Ciò che più irrita, in certi (troppi, ormai) film
italiani è la pretenziosità accompagnata da dosi massicce di pretestuosità.
Opere mediocri, nemmeno buone per un passaggio
televisivo, nascono da idee ambiziose quanto insignificanti, si ammantano di
sceneggiature macchinose e confuse, sviluppano una trama incerta fra il
didascalico e l’apocalittico, sprecano talentuosità attoriali, snodano dialoghi
frammentati, sono infarcite di autocompiacimento, sfoggiano una fotografia
inutilmente fastosa, scritturano compositori da Oscar per le colonne sonore. E
trovano stampa compiacente e kermesse ruffiane.
La storia narrata da Roberto Andò in questo film è
sconfortante, gonfia di niente.
Il direttore del Fondo
Monetario Internazionale e i ministri
dell’economia di otto importanti paesi s’incontrano in un lussuoso albergo
tedesco affacciato sul Mar Baltico per prendere una decisione determinante per
l’economia globale, un provvedimento che – questo si intuisce vagamente – consoliderà
la loro potenza con effetti devastanti per tutti gli “altri”.
Al summit sono stati convocati, non si sa per quali
ragioni, anche tre non addetti ai lavori: un austero frate, una deliziosa scrittrice
di libri per l’infanzia e una rockstar, fuori posto quanto basta. Nessuno dei
tre ha a che fare con la politica o con l’economia globale: ma forse – vallo a
capire – la loro presenza serve a dare una facciata etica al raduno dei
mascalzoni, oppure è semplicemente un comodo espediente narrativo pensato per
sovraccaricare di metafore (fede, innocenza e creatività) la storia,
trasformandola in apologo, o per introdurre un elemento di disturbo in una
situazione altrimenti piatta e deprimente oltre misura.
Il direttore del FMI che presiede il
vertice, si suicida dopo un colloquio/confessione
col monaco (che – nomen omen – si chiama Roberto Salus ed ha la faccia
inespressiva di Toni Servillo). La tragica fine del mega-dirigente scatena
le più disparate reazioni: i potenti vacillano di fronte al sospetto che il
frate abbia ricevuto indebite confidenze sui loro inconfessabili segreti, qualche
ministro entra in crisi e appare confuso e smarrito, il consesso perde la
coesione iniziale; a nulla serve l’intervento di una teutonica regina del male
che - videoconnessa - impartisce disposizioni e invita all’intransigente
obbedienza i pavidi plenipotenziari. Lo strano monaco (che ha il vizio del fumo,
anomalo in un asceta, ed è un birdlistening
munito di registratore digitale) sbaraglia la compagine dei ministri
confondendoli – chissà perché – con un’astrusa formula matematica (incompresa e
incomprensibilmente potente nello smontare le loro macchinazioni).

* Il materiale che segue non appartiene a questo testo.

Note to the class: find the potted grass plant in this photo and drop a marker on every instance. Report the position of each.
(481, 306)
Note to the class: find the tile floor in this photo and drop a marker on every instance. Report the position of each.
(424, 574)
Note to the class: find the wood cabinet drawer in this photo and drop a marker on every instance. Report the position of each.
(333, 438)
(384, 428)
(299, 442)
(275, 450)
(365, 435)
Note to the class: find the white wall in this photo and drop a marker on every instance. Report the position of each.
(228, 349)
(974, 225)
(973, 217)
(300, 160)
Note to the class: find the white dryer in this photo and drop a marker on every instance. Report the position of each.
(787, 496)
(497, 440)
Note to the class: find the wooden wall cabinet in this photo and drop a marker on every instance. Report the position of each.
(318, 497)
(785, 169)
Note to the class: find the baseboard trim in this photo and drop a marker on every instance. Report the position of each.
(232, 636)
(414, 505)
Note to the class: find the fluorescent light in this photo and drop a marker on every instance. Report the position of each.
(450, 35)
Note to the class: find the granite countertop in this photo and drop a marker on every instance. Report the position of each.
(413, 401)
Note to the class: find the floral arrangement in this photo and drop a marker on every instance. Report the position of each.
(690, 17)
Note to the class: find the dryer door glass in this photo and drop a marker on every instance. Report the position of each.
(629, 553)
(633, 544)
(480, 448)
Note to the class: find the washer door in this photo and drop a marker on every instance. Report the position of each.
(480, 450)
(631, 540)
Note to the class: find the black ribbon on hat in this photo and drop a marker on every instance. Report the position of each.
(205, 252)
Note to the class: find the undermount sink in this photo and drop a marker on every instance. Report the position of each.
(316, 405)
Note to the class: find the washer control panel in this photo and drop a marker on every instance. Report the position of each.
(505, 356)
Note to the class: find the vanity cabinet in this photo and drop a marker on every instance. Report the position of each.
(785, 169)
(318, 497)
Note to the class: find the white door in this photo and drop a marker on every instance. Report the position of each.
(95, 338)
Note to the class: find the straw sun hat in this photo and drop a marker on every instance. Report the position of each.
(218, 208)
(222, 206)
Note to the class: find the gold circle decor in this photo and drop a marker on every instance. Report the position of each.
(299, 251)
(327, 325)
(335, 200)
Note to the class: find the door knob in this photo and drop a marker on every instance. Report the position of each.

Il film si conclude con un’inutile coup
de théâtre: padre Salus pronuncia un severo discorso sentenzioso (una lavata di
capo) ai plutocrati riuniti per il funerale e poi svolazza via sotto forma di
upupa, per ricomparire su una spiaggia seguito da un feroce mastino da lui
ammansito e allontanarsi infine sotto il sole, dimenticandosi dietro le spalle
tutti i problemi insoluti del mondo. E lasciando
noi spettatori allibiti di fronte ai troppi misteri irrisolti di questo film,
provocatoriamente zeppo di messaggi indecifrabili.
Sorge il sospetto che il regista ci
abbia voluto prendere in giro nel costellare il percorso di indizi inutili, di
messaggi cifrati, di segnali fuorvianti, di depistaggi; e che abbia concepito
il film nello stesso modo e con lo stesso scopo con cui ha architettato la
formula matematica che sconcerta proprio per la sua inutilità.
Se così fosse, ma non è così, Andò
meriterebbe l’Oscar per la spudorata e geniale provocatorietà.
Leggo che il regista ha collaborato con Sciascia. Ed infatti
questo film ricorda vagamente il Todo
Modo di Petri ( tratto, appunto, da un’opera di Sciascia), sia per il
taglio da pamphlet che per molti elementi che lo connotano, quali il convegno
dei potenti, la cupa claustrofobia delle ambientazioni, il delitto, la
conflittualità, la spiritualità aleggiante, i temi dell’espiazione. Ma qui
siamo lontani dalla radicalità intensa del modello e dalla trasparenza dei
riferimenti storici contenuta in Todo
modo (che, infatti, fu censurato); e ben lontana della feroce potenza
istrionica di Volontè appare l’imbarazzante catatonia di Servillo.